Identifying life is difficult, and we need to establish a baseline first.
Between Europa, Enceladus, Titan, Venus, Ariel, and a few other celestial bodies, things aren't looking too bad. And while I think finding even a basic life-form is inevitable, what we do in the meantime is shrouded in ambient dread.
We talk about the basic ingredients of life like carbon, hydrogen, nitrogen, oxygen, phosphorus and sulfur, knowing full well that it takes more than that to actually create life. You need the right chemical reactions, and that's where humans come in.
My prediction is that one day we find these ingredients, but no life-forms. For whatever reason we cannot surmise, there just isn't life on said celestial body. Maybe there's an ingredient missing, or there was just no spark. It's like having all of the ingredients to make a cake, but they just weren't put together.
Whatever the reason it never began, the temperature on said celestial body is fine, the radiation is minimal, and it's an otherwise totally survivable environment.
So, we do it ourselves.
We send a probe to collect the samples, bring them back to Earth, and in a hermetically-sealed lab, we use those ingredients to spark life. Then we ship it back to said celestial body, and the samples take on a life of their own. Literally. We create alien life.

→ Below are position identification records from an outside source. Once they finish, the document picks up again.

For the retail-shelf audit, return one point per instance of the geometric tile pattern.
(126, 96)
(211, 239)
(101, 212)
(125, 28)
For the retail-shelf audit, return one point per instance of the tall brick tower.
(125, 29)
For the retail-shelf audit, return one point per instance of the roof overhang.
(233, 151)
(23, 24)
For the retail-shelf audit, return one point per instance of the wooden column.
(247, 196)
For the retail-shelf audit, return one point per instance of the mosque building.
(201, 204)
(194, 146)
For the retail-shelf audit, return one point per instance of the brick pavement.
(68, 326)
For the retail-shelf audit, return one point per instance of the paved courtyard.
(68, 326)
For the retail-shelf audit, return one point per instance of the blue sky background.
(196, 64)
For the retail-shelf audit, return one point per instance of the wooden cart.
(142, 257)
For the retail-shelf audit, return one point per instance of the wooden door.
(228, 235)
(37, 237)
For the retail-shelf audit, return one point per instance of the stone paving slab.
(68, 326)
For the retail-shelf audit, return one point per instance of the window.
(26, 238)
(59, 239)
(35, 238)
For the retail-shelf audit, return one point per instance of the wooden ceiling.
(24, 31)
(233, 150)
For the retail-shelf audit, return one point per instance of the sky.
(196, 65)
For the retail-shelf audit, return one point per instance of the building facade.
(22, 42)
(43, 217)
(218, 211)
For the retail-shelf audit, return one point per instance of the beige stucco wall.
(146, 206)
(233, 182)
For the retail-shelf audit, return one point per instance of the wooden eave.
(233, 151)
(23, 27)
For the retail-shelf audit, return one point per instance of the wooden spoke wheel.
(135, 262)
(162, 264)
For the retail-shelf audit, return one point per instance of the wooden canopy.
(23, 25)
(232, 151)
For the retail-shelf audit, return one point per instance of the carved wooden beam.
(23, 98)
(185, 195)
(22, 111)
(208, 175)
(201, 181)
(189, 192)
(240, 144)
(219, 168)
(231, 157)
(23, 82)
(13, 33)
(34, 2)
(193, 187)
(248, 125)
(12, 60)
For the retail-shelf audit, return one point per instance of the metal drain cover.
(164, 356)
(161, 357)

Whatever happens to us after that won't matter. The remnants of our experiments could live on for millions of years. It makes me wonder if that's how life on Earth began - as an experiment that was left forgotten?
These actions seem entirely plausible and on-brand for humanity. And yet there's something comforting about the idea that all life in the universe began in one spot, somewhere we've never been and may never know about, and life can't help but spread throughout the universe in its own way.